Brandon J. Van Every vanevery at 3DProgrammer.com
Mon Aug 12 23:51:55 CEST 2002


Matt Mihaly wrote:
> On Fri, 9 Aug 2002, Brandon J. Van Every wrote:

>> When is the MUD market ever grown then?  You just hope someone
>> stumbles on to The Mudconnector by blind chance?

> Word of mouth is the most powerful method of advertising for MUDs,
> and, indeed, all games. A gazillion people didn't buy the Sims
> because of their lame tv commercials. They bought it because their
> officemate raved about what a great game it was.

I'll contest that one!  The Sims is now the moneymakingest computer
game of all time.  It surpassed Myst at least as of GDC 2002 if not
earlier.  Word of mouth around the water cooler is hardly the only
factor here.  The other factors are (1) mainstream marketing and
distribution - you can buy them in Walmart.

(2) *Nobody* is competing against them!  In an industry where
everyone rips off everything right, left, and center, *nobody* has
chosen to make a Sims clone and take market share away from Maxis.
That's an interesting indictment of game industry psychology, it
says a lot about who we are and who we aren't.

(3) The Sims is graphically pleasing but has low system
requirements.  They are not chasing the latest greatest 3D
accelerator crowd, because that's not most consumers.  I imagine
they'll do a completely 3D Sims sometime when basic 3D capabilities
are very standard on nearly all computers out there.

Regarding MUDs, what's the point?  The point is, word-of-mouth alone
isn't "the most powerful form of advertizing."  You're supposed to
do it in combination with something else; MUD people just don't take
marketing and advertizing very seriously.  They get the results
they're willing to pay for, which is not much!

>> Looking at the numbers above, it's quite clear that MUDs are a
>> teeny, tiny, eensy, weensy part of the "breadth of the field."
>> Like 1% of what a game designer could concern himself with.  I'm
>> sure you'll understand why so many game designers found something
>> else to do, and didn't spend their days studying up on MUDs that
>> have never effectively advertized their capabilities.

> Sure, I agree that's true as long as you assume that game
> designers are all nothing but commercial whores interested in
> nothing but generating the maximum amount of revenue.
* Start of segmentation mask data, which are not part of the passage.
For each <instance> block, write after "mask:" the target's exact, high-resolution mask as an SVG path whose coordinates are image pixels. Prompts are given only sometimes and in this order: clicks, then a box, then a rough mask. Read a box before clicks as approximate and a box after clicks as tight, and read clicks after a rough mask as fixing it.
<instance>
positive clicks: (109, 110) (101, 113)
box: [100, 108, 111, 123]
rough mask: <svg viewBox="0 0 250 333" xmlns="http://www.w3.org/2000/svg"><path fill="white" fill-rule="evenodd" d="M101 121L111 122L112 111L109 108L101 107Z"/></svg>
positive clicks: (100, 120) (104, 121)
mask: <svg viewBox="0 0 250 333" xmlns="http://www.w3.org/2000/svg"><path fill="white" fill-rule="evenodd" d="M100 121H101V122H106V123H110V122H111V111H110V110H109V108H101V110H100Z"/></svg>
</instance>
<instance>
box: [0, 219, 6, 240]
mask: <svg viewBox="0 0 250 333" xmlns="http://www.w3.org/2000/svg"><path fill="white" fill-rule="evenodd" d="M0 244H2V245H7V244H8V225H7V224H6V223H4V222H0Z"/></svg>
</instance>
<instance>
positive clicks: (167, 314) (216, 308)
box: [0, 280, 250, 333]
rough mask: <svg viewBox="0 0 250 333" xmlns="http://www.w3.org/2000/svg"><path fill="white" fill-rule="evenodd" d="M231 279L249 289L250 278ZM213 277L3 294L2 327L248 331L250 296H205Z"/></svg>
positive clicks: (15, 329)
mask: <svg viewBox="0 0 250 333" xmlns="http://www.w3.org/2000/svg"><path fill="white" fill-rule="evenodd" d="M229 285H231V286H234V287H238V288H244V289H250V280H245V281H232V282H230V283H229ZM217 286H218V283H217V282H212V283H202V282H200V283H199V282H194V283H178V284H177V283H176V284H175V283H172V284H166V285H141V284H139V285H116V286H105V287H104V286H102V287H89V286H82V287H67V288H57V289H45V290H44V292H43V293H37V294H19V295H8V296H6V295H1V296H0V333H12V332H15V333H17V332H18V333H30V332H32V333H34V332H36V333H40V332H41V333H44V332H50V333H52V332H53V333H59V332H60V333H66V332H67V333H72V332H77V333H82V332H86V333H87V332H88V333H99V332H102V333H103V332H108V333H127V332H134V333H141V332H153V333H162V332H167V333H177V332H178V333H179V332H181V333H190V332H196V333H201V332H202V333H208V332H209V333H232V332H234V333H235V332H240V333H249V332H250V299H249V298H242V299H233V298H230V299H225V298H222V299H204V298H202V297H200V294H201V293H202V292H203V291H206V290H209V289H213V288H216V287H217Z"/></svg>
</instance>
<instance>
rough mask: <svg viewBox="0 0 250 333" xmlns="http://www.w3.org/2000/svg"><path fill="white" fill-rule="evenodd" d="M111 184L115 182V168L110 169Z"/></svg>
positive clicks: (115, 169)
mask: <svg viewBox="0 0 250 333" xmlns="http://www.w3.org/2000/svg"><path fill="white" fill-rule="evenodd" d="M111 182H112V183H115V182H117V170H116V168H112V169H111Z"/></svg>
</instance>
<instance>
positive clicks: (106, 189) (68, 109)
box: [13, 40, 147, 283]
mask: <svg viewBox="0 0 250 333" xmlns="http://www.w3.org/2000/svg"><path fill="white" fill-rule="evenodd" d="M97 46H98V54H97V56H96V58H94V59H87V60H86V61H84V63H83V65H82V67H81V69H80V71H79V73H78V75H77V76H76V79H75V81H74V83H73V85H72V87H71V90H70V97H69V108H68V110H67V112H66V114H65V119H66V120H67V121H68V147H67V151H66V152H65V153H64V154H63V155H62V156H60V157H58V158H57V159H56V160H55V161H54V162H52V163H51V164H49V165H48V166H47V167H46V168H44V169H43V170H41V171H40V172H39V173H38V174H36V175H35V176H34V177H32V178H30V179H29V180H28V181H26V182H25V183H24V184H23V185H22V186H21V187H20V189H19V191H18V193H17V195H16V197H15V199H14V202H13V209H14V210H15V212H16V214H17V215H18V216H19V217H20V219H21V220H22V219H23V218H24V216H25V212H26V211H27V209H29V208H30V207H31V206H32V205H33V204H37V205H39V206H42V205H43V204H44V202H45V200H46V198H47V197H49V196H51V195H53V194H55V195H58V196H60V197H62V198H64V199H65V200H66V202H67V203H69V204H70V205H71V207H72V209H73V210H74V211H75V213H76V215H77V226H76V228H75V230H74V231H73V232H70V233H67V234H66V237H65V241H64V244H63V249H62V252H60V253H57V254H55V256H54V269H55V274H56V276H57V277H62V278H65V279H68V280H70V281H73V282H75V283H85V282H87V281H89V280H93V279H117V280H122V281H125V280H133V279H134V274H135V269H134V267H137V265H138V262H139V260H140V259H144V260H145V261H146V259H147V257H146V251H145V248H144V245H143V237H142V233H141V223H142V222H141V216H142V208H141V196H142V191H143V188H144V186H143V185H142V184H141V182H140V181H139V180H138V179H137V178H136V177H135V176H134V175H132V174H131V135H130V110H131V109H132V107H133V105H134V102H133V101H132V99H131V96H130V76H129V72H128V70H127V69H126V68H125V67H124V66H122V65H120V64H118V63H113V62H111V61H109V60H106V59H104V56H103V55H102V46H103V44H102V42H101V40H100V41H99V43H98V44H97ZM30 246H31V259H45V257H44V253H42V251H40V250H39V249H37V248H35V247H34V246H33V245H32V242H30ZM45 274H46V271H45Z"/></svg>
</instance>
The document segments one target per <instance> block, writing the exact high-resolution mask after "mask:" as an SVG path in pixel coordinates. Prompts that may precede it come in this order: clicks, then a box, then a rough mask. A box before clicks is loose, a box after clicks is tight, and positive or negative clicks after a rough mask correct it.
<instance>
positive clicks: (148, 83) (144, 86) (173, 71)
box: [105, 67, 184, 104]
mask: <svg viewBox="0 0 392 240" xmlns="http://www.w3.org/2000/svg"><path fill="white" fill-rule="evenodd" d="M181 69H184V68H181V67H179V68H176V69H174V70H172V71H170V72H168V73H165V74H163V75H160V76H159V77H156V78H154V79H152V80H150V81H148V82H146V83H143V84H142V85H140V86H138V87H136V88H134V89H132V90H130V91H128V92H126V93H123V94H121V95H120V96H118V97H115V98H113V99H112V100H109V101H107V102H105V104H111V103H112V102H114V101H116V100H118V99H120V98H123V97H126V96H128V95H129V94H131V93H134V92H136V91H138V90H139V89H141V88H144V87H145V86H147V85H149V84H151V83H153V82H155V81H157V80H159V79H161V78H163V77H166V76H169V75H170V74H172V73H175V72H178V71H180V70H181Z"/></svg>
Of commercial whores, principled commercial designers, independent
deginers, students pursuing game development degrees, and hobbyist
designers, even the latter can see MUDs as 1% of all the game design
issues they could possibly worry about.  RTS, FPS, and to a lesser
extent CRPG consume the vast majority of game designer thought, and
that's due to what sells.  They are central to the discourse of game
design.  MUDs aren't.  If MMOGs ever start making as much money as
the other genres, then it'll become something other than a fringe
game designer interest.


Cheers,                         www.3DProgrammer.com
Brandon Van Every               Seattle, WA

20% of the world is real.
80% is gobbledygook we make up inside our own heads.